The representativeness heuristic, described by Kahneman and Tversky (1972), involves judging the probability that an instance belongs to a category based on how representative (similar) it is of that category. A description of someone as quiet, organized, and detail-oriented is judged as more likely to be a librarian than a salesperson, because the description is more representative of the librarian stereotype — even when base rates (far more salespeople than librarians) favor the salesperson category.
Key Structures
- Prefrontal cortex — The anterior portion of the frontal lobe, critical for executive functions including planning, decision-making, working memory, and cognitive control.
- Temporal cortex — The lateral temporal lobe regions involved in auditory processing, language comprehension, and semantic memory storage.
- Representativeness — The tendency to judge the probability of an event by how well it matches a mental prototype or stereotype, often leading to neglect of base rates and other statistical information.
Key Functions
Judge the probability that something belongs to a category based on how representative it is of that category, often ignoring base rates and sample size.
Biases Produced
Representativeness leads to several systematic biases. Base rate neglect: ignoring the prior probability of categories. The conjunction fallacy: judging "Linda is a bank teller and a feminist" as more probable than "Linda is a bank teller," because the conjunction is more representative of Linda's description. Insensitivity to sample size: failing to appreciate that small samples produce more extreme outcomes. The gambler's fallacy: expecting random sequences to "look random" (after several heads, a tail is "due").
"Linda is 31, single, outspoken, and very bright. She majored in philosophy. As a student, she was deeply concerned with issues of discrimination and social justice." Is it more probable that Linda is (a) a bank teller, or (b) a bank teller and active in the feminist movement?
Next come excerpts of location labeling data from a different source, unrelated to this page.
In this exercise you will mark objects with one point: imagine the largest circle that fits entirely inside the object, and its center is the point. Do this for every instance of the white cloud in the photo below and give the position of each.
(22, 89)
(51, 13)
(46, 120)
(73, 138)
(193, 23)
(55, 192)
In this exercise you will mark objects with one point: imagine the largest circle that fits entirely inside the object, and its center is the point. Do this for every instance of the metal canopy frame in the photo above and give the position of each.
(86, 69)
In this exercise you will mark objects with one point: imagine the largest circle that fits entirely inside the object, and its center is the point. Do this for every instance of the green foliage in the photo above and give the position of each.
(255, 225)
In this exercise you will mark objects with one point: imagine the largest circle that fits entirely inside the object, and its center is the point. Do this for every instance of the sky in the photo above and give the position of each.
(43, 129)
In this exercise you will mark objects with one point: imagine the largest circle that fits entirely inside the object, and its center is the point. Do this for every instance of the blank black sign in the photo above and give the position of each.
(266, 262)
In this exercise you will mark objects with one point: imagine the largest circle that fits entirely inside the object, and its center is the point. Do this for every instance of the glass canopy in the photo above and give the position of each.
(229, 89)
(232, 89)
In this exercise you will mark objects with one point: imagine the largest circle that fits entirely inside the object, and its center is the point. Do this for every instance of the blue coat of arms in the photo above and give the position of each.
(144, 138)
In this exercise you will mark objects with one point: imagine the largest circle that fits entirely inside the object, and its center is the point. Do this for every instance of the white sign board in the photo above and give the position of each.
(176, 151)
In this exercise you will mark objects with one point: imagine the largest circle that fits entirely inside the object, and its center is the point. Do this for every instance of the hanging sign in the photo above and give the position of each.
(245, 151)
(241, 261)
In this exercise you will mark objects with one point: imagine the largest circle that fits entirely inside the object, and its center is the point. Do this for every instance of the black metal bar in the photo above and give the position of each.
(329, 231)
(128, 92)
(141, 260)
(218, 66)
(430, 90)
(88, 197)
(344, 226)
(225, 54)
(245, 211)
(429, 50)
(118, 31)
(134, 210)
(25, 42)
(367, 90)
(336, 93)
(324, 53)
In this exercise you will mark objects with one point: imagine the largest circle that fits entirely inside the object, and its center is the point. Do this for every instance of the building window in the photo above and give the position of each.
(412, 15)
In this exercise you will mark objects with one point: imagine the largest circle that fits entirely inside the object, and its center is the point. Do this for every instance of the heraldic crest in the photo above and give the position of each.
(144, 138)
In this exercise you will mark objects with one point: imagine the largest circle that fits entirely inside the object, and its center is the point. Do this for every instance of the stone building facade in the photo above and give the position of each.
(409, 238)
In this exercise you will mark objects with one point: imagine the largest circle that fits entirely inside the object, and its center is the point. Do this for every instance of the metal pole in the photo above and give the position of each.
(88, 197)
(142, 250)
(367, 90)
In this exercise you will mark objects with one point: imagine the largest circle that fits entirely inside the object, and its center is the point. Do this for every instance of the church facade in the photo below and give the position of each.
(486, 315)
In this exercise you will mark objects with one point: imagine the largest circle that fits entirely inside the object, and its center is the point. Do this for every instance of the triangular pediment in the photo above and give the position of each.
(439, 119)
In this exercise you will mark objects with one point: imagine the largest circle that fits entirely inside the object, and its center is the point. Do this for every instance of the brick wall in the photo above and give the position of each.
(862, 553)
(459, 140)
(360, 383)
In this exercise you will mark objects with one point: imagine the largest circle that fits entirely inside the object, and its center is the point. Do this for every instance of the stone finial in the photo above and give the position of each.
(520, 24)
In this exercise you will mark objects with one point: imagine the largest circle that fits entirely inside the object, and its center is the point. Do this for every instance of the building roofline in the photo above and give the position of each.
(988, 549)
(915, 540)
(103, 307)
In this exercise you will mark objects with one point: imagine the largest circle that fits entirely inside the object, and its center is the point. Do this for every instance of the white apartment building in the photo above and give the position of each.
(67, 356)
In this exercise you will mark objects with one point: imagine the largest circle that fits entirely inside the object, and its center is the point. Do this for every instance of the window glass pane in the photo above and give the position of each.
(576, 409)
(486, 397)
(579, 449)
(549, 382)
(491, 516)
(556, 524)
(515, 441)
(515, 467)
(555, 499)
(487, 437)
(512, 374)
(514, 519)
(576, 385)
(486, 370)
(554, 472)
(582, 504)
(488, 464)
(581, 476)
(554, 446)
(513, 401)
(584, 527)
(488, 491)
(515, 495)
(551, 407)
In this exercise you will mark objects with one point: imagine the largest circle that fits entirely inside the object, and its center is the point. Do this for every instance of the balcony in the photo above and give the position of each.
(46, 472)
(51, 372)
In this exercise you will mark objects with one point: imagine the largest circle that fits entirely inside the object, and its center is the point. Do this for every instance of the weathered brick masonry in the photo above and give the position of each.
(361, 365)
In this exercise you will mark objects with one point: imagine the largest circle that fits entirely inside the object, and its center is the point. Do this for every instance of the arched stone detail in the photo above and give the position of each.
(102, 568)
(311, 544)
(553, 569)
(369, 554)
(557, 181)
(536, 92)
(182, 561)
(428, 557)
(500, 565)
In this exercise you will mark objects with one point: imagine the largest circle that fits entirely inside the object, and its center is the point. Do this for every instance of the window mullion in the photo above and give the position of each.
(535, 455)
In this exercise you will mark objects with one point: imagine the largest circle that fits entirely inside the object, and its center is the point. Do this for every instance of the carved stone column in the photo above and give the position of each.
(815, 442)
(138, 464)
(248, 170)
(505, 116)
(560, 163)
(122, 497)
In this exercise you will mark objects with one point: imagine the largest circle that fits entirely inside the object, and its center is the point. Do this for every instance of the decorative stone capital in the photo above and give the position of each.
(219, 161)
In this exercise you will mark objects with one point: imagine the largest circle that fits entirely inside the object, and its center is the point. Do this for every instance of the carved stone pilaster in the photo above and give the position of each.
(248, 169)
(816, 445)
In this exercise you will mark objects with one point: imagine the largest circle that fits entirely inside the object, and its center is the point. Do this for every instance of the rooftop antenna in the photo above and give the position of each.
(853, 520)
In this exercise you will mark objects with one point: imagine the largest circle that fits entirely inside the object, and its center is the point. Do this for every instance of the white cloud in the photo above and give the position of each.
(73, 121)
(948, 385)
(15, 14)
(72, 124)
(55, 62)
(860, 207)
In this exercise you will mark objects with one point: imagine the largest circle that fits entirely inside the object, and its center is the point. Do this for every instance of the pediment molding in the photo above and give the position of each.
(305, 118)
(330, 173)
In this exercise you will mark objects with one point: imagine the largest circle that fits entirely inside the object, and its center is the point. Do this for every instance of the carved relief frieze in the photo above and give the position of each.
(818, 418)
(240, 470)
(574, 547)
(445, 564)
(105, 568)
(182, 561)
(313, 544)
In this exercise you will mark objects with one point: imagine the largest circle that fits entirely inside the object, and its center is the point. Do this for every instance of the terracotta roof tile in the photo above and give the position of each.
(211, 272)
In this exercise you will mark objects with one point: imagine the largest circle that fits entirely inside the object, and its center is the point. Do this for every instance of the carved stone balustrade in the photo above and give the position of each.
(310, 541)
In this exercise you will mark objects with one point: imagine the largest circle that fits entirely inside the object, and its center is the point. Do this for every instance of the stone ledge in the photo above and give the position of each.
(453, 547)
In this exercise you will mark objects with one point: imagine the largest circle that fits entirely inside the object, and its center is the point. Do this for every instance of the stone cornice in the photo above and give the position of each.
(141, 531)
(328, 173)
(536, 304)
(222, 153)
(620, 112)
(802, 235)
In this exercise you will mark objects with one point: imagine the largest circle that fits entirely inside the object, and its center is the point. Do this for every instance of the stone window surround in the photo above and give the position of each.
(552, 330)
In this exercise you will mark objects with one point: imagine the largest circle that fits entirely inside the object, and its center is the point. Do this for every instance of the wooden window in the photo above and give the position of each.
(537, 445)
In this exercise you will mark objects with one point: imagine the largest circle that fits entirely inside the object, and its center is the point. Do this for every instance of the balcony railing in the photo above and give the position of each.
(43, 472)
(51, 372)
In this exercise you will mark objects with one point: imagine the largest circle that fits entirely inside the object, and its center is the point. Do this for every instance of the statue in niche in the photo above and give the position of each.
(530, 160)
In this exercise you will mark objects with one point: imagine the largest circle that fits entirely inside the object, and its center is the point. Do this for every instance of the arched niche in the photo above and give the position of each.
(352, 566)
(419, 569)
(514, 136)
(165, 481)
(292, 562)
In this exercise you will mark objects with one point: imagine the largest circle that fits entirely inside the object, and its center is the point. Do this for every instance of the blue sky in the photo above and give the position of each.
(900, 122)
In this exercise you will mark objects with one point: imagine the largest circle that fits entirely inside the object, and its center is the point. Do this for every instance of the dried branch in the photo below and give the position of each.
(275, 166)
Over 80% choose (b), violating the conjunction rule of probability (a conjunction cannot be more probable than either of its constituents). This demonstrates how representativeness can override basic probabilistic reasoning.
Disorders
- Exaggerated in delusional thinking
- Gambling fallacy — The mistaken belief that past random events influence the probability of future random events.
- Clinical misdiagnosis — Incorrect medical or psychological diagnosis resulting from cognitive biases, incomplete information, or atypical presentation.